Unincorporated community in Maryland, United States

Finksburg is an unincorporated community in Carroll County, Maryland, United States. It is the location of the National Security Agency's EKMS Central Facility. Finksburg is located at the intersection of Maryland Routes 91 and 140, on the border of Carroll and Baltimore counties. It is approximately one mile northwest of the Liberty Reservoir and six miles southeast of Westminster.

Finksburg is named after Adam Fink, who built the first house and was owner of a local tavern and toll road in the early 19th century.

== Modern day ==
The Finksburg community is protected by the Gamber and Reese Community Volunteer Fire Stations, as well as Sykesville-Freedom District Fire Department.

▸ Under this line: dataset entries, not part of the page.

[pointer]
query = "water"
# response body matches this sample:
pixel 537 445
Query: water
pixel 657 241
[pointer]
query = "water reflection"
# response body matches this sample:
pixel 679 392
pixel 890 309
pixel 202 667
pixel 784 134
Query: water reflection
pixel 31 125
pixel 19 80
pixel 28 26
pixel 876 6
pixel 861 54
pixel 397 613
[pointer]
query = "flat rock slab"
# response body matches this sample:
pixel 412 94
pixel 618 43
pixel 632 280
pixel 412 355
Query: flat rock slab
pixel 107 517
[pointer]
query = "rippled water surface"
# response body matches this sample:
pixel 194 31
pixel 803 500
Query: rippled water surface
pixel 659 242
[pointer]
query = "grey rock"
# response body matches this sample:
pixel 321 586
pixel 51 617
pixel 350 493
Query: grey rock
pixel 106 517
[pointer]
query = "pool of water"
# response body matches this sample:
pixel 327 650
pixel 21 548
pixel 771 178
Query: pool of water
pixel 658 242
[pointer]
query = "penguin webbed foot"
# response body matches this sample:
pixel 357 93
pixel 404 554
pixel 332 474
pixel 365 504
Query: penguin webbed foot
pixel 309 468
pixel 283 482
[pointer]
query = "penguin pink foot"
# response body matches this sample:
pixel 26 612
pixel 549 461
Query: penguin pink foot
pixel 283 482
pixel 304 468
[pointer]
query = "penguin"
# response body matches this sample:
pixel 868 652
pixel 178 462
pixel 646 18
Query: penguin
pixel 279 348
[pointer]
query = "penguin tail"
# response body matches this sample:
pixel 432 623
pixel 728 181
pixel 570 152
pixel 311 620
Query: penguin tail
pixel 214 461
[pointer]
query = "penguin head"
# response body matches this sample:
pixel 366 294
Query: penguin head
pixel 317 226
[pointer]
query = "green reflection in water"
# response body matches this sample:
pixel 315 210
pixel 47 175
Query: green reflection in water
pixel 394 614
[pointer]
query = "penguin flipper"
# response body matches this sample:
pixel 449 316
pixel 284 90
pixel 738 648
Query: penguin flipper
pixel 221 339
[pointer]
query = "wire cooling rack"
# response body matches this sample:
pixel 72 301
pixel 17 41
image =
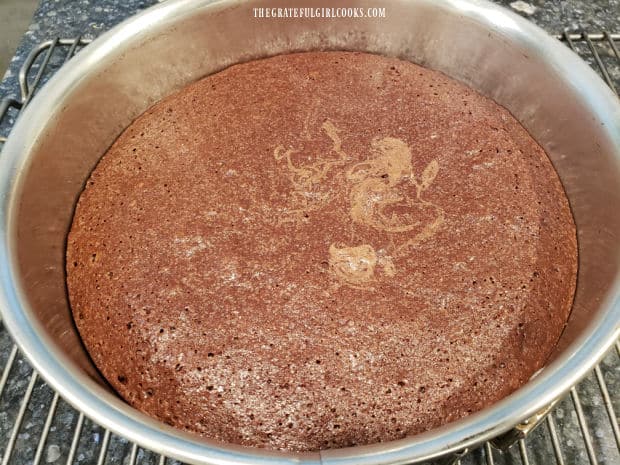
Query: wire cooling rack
pixel 37 426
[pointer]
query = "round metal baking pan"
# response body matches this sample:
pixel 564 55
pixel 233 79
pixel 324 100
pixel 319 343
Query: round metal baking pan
pixel 73 120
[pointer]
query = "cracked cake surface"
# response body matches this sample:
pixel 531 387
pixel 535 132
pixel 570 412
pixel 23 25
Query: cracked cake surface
pixel 321 250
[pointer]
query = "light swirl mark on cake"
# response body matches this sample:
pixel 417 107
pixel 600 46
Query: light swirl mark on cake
pixel 376 201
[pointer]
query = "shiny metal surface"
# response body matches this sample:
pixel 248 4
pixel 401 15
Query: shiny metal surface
pixel 73 120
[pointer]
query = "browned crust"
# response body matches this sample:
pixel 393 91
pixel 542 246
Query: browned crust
pixel 320 250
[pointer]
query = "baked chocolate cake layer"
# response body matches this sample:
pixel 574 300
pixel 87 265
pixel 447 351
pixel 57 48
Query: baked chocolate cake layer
pixel 321 250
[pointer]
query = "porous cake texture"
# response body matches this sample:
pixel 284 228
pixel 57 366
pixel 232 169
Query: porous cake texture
pixel 321 250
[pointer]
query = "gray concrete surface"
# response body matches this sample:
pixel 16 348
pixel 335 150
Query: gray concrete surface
pixel 15 16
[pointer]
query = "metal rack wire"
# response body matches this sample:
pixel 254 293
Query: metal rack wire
pixel 35 422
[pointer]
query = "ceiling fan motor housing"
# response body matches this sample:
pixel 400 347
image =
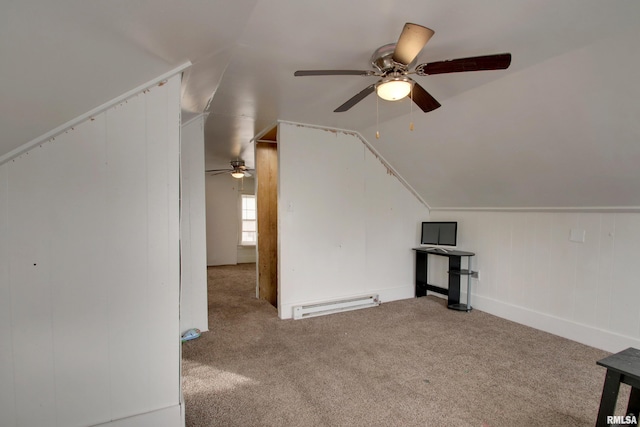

The area is served by Sandymount Elementary, Shiloh Middle, and Westminster High Schools. Gerstell Academy, an independent K-12 school is also located in Finksburg. Across the street sits the 13,805 sq. ft. Finksburg Branch of the Carroll County Public Library which opened in 2009 and "was the first green building in Carroll County".

Finksburg is host to the Roaring Run Community Park, a small sports complex with four baseball diamonds, as well as Sandymount Park which features walking paths, tennis courts, a basketball court, playground, three baseball diamonds, and six grass athletic fields.
The Greater Baltimore Hindu-Jain Temple and the Evergreen Memorial Gardens cemetery are located in Finksburg.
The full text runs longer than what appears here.